A global traffic in stolen works of art is causing justifiable alarm among art historians and archeologists. A ready market, created by collectors whose financial resources are greater than their ethical sensitivities, fuels thefts and encourages the pillage of historic sites, often depriving scholars of the crucial knowledge that comes from careful, supervised, scientific exploration of archeological sites.
Much of the traffic is targeted at the United States, creating a situation that calls out for clearer regulations that will both deter the thieves and protect the great museum collections from unreasonable claims. Congress is responding to the problem, considering legislation to change the rules for recovering stolen works of art. Unfortunately, the remedies now before Congress are far worse than the problems that they are intended to cure.
There is at present no federal legislation dealing with the recovery of art of disputed origin. The only federal law on the subject supports the excellent UNESCO Convention by creating an advisory commission within the U.S. Information Agency that is now ready to review requests of foreign nations that the importing of certain art forms be barred. But that deals with the future, and does nothing to settle the claims stemming from plunder in the past.
Sen. Charles McC. Mathias Jr. (R-Md.) has introduced a bill that would create a federal statute of limitations severely restricting the ability of foreign nations to recover art works removed from them in violation of their domestic laws. The restrictions proposed are so severe that they would, in the words of a spokesman for the Department of Justice, make the United States "a pirate's cove." The State Department and the U.S. Information Agency have joined the Justice Department in opposing the Mathias bill, and so they should.

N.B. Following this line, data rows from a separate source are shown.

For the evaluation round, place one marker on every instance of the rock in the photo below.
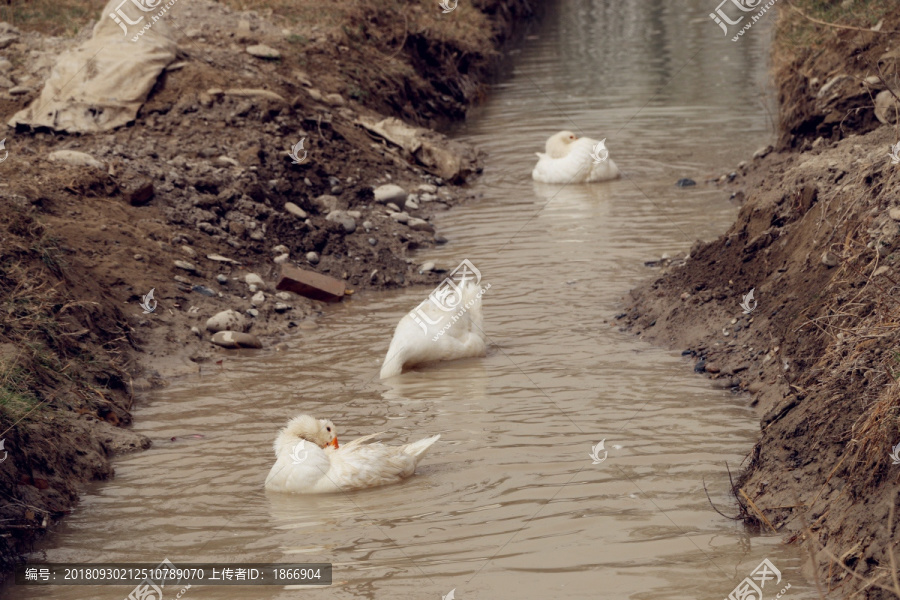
(762, 152)
(183, 264)
(295, 210)
(202, 289)
(417, 224)
(139, 194)
(390, 193)
(346, 221)
(310, 284)
(235, 339)
(75, 159)
(263, 51)
(227, 320)
(887, 109)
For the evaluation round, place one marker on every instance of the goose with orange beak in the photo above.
(310, 461)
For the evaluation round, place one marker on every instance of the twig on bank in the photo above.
(835, 25)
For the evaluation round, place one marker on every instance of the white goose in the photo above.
(568, 159)
(310, 461)
(429, 333)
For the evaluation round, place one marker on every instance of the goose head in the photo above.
(320, 432)
(558, 144)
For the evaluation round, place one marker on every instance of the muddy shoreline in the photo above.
(817, 241)
(83, 245)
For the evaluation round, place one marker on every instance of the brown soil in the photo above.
(77, 257)
(818, 355)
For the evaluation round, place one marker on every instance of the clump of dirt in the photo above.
(818, 243)
(200, 192)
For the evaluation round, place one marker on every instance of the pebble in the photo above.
(263, 51)
(389, 193)
(202, 289)
(227, 320)
(183, 264)
(295, 210)
(346, 221)
(417, 224)
(236, 339)
(74, 158)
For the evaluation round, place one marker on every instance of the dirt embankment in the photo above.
(80, 246)
(818, 242)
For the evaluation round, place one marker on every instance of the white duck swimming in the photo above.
(430, 333)
(310, 461)
(569, 159)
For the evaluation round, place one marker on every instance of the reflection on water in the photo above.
(508, 504)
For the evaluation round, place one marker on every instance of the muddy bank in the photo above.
(818, 242)
(200, 192)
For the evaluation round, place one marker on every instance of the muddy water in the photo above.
(508, 505)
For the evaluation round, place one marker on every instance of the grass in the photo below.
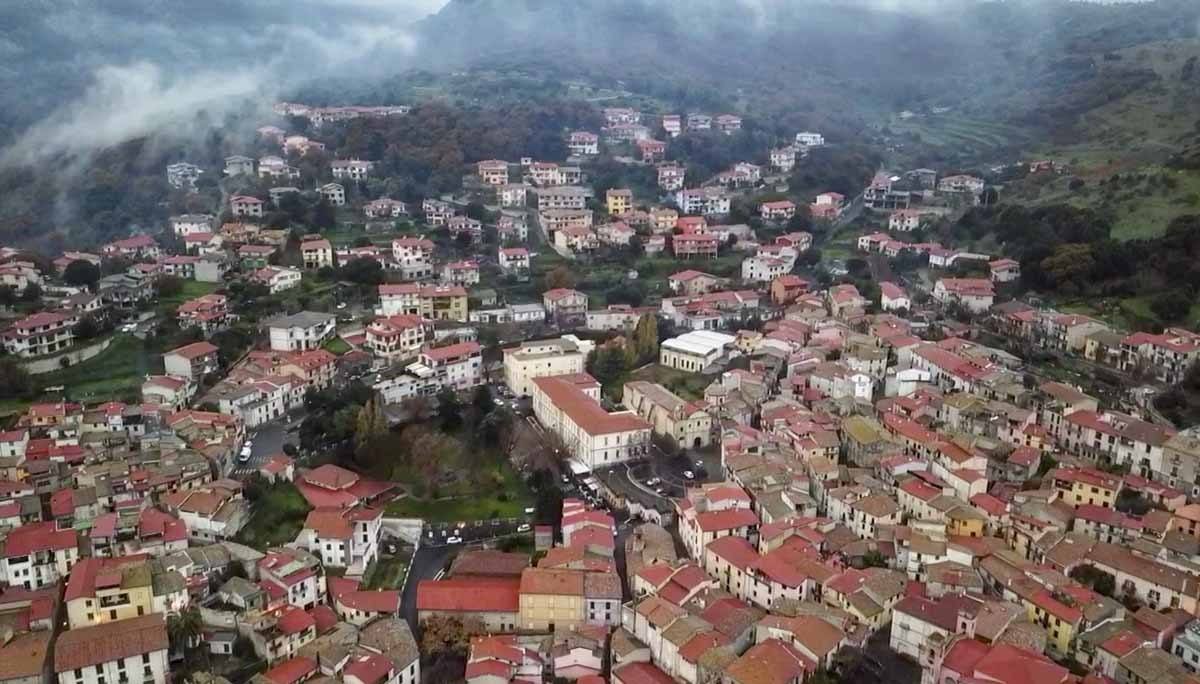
(336, 346)
(508, 498)
(388, 571)
(113, 373)
(688, 385)
(277, 516)
(191, 289)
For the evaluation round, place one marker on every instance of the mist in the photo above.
(107, 73)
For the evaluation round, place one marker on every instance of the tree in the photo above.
(559, 277)
(185, 629)
(82, 273)
(442, 635)
(646, 339)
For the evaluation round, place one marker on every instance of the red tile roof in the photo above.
(469, 594)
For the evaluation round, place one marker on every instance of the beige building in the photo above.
(544, 358)
(569, 407)
(551, 599)
(687, 423)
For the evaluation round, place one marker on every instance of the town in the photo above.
(672, 427)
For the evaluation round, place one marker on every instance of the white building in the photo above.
(696, 352)
(569, 407)
(300, 331)
(544, 358)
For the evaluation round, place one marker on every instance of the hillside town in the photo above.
(699, 430)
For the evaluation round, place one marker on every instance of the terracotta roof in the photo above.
(469, 594)
(112, 641)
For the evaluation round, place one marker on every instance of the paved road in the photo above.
(269, 439)
(427, 562)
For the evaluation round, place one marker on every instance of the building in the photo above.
(351, 169)
(975, 294)
(399, 336)
(690, 245)
(569, 407)
(132, 651)
(246, 205)
(551, 599)
(459, 366)
(563, 303)
(696, 352)
(46, 333)
(300, 331)
(317, 253)
(688, 424)
(780, 210)
(192, 361)
(433, 303)
(619, 201)
(544, 358)
(703, 201)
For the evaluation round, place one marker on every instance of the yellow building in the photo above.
(108, 589)
(551, 599)
(965, 521)
(1078, 486)
(619, 202)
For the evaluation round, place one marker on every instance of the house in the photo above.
(183, 175)
(46, 333)
(696, 352)
(805, 139)
(457, 366)
(693, 282)
(827, 205)
(384, 208)
(187, 223)
(209, 312)
(583, 143)
(192, 361)
(246, 205)
(975, 294)
(688, 424)
(562, 303)
(132, 651)
(893, 298)
(964, 184)
(619, 201)
(689, 245)
(1005, 270)
(333, 193)
(569, 406)
(351, 169)
(904, 220)
(433, 303)
(703, 201)
(544, 358)
(671, 175)
(342, 538)
(300, 331)
(493, 601)
(779, 210)
(787, 288)
(239, 165)
(514, 259)
(277, 279)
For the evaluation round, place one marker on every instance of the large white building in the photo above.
(569, 407)
(696, 351)
(544, 358)
(300, 331)
(130, 652)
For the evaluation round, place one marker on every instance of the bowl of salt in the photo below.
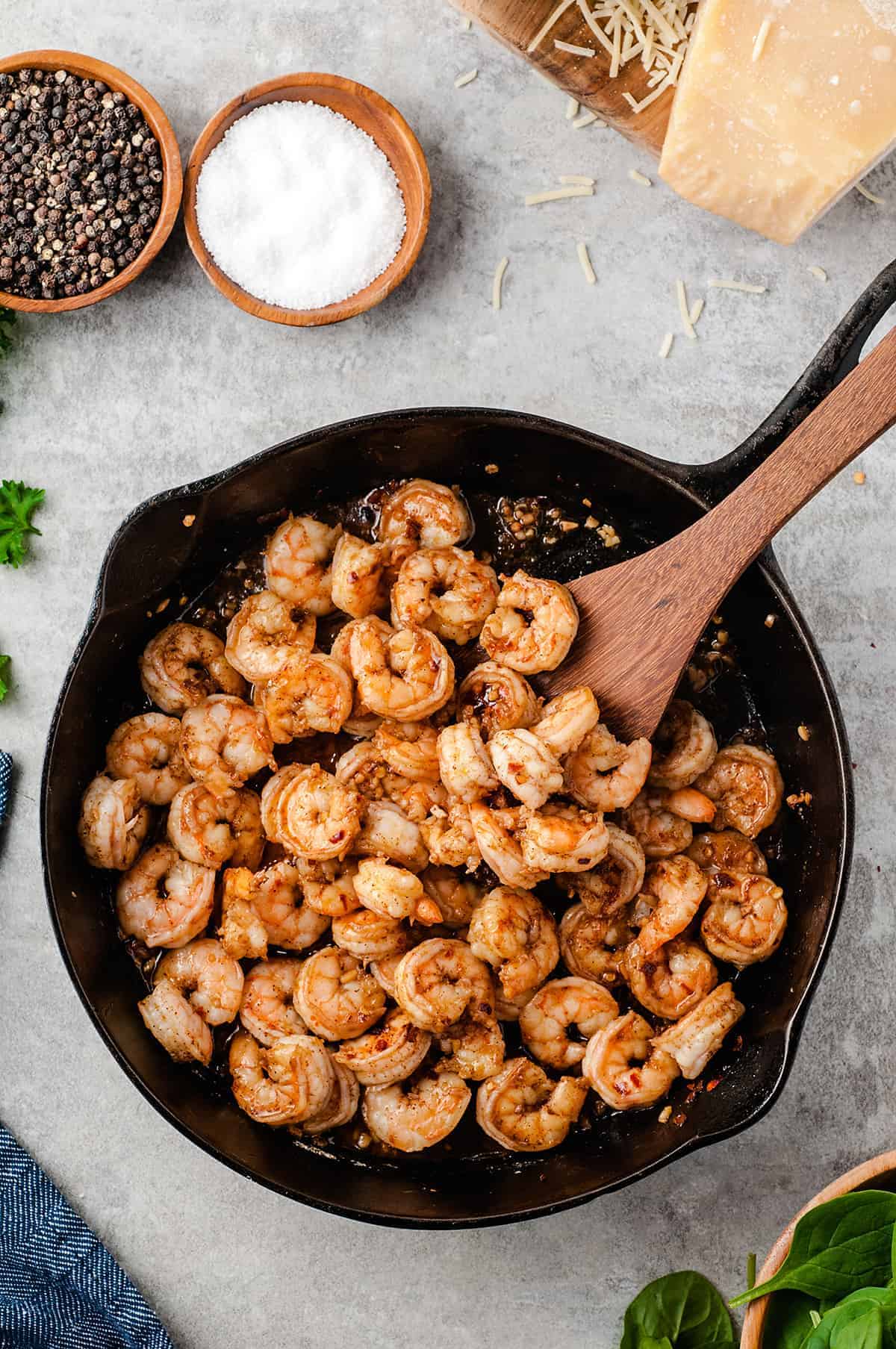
(307, 200)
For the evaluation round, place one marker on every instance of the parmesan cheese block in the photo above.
(782, 107)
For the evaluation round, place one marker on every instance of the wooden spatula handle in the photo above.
(849, 420)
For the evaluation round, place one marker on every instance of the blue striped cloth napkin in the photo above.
(60, 1287)
(6, 780)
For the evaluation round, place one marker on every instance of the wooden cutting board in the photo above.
(586, 78)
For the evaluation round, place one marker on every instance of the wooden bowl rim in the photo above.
(172, 184)
(377, 289)
(860, 1175)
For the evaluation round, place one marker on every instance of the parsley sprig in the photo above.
(18, 505)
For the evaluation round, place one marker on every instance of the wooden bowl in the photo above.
(172, 184)
(385, 125)
(877, 1174)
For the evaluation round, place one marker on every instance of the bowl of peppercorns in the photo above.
(90, 180)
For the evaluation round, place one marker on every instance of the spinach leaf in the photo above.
(837, 1248)
(788, 1320)
(682, 1310)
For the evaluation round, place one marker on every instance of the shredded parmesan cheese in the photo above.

The opposition of the Reagan Administration is motivated in part by its ideology. Officials say that they don't like to see the federal government moving into an area until now controlled by the states. That is not a persuasive argument. The hodgepodge of state laws creates a nightmare for museums and legitimate collectors, and a safe haven of a sort for less scrupulous collectors. The conspicuous defects in the Mathias proposal call for improvement, not rejection of the bill.
In one of the states, California, there already is legislation that is a model for what the federal government should do. It addresses the basic need for prompt and decisive settlement of disputes, but, unlike the Mathias bill, does not create a sanctuary for stolen art or artifacts of dubious origin. California has a three-year statute of limitations, but it does not begin to run "until the discovery of the whereabouts of the art or artifact by the aggrieved party, his or her agent or the law-enforcement agency which originally investigated the theft." Fair enough. And the principle has been upheld in a celebrated New York case.
There is a second step that the federal legislation should take to facilitate recovery: a central registry of all acquisitions. The J. Paul Getty Museum, for example, publishes and widely distributes an annual list of all acquisitions. But there are hundreds of small museums whose catalogues are not readily available to someone on the lookout for missing art works.
The Mathias bill would prohibit recovery action against any art object that had been in the United States for five years before the adoption of the law. That would unfairly protect a vast quantity of art works of controversial patrimony. It also would bar recovery after 10 years unless the nation bringing the action could prove that the "United States holder acquired the item with actual knowledge that it had been removed from the possession of the country of origin in violation of the law of the country of origin." That would only encourage the practice among some collectors of asking no questions.
Many museums are supporting the Mathias bill out of anxiety about the threat of spreading litigation. Their fears appear exaggerated. Peru has proposed action to recover all of the pre-Columbian treasures removed from its territory over the last half-century, but not a single claim has been filed. Romania is in litigation with the Kimbell Art Museum in Fort Worth to recover an El Greco bought from a Swiss dealer who acquired it from the family of the former king of Romania--the very sort of dispute that should go to trial. But those are rare instances of actual or threatened court tests.
The threat of widespread litigation and the risk of uncertainty to collections would be cured by the more precise and balanced provisions of the California law. Its provisions are adequate to discourage the ugly trade in contraband art while respecting the importance of encouraging museums to hold collections representing the art of other nations.